The way we do it is to start with the data. Most of our sections have only one type of question, but several can have two or more types of question. Each question type has a factory that can take the JSON that started out as XML and was run through a conversion process and adds in all the "hooks" each question needs. We have something called a "questionBuilder" that looks at a questionType property on each section and looks in the $injector for questionType + 'Factory'.
Edit: You can think of a builder as like when you order something from Amazon. Amazon has no idea how to make a coffee pot or a can of tennis balls. What it does have is a long list of suppliers that do know how to make these things. So when you order from Amazon, it goes in its list of factories that supply these things, pulls out the one that can make a coffee pot, and asks the factory for a coffee pot. It then sticks it in a box and ships it to you.
Angular is like the UPS. It doesn't know or care what's in the box. When you get to the View, you pull out the boxes that are the questions you care about at the moment. Your View understands the question type (just like you know how to use that coffee pot, or you can find out).
Conveniently, Angular is also like the list of suppliers (or the $injector is). Anything the $injector knows about, you can pull out in your builder, which is how you can have whatever factories you need without cluttering up your code with a bunch of logic to hard-code the dependencies on particular factories. You're looking in the $injector for the factory that matches the question type specified in the data.
If there is more than one question type in the section, we put down "composite" for the questionType. The compositeFactory looks at a property of each question to figure out where to look in the $injector for the factory.

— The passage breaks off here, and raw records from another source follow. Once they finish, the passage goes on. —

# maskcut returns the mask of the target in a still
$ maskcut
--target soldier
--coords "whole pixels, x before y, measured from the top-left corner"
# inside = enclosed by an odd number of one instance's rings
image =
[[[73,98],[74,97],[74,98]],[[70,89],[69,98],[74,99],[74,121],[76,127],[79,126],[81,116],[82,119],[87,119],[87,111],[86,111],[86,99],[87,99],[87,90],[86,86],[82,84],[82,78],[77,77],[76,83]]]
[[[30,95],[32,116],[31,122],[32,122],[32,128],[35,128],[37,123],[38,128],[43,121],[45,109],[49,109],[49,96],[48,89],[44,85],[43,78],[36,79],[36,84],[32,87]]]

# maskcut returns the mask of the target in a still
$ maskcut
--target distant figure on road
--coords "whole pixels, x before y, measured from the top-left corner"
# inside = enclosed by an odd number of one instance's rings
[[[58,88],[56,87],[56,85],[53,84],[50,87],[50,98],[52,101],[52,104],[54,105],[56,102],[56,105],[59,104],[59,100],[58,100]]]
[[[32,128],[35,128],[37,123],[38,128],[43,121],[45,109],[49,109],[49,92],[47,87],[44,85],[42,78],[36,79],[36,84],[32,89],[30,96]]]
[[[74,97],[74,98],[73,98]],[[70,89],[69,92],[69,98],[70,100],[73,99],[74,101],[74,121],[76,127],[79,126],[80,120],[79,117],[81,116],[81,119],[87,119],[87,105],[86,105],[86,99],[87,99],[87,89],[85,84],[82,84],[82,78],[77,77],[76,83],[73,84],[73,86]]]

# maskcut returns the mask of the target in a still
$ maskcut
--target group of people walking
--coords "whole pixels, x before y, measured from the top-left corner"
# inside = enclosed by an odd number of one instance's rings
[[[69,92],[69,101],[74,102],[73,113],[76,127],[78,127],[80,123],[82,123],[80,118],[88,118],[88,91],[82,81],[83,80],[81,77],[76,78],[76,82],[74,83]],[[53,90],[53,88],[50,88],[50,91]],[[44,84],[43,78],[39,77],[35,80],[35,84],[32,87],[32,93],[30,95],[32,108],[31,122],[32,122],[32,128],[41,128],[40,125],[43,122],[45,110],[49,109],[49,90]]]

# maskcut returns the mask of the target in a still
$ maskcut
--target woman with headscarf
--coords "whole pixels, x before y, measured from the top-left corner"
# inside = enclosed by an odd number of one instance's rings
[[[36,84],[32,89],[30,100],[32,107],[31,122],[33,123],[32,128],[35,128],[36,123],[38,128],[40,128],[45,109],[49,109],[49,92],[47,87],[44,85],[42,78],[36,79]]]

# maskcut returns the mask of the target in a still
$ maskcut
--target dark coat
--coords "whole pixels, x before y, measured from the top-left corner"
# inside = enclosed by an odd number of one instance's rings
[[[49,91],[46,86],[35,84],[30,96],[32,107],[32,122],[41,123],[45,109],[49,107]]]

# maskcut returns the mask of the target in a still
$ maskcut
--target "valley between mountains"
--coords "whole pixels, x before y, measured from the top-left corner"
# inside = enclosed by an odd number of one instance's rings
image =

It also looks at information in the section that tells it to add a property to each question that tells a view further down the line which partial to use in an ng-include.
Each question type has its own feature directory that contains a module that says what routes match what views that go with that feature (some of our question types have different variations based on client needs). The composite feature has single view that basically just pulls in the ng-include partial that was added in the factory earlier. The partial might be either directly something from one of the feature directories or a wrapper for one of the feature directives, depending on exactly what we need and how it was originally built.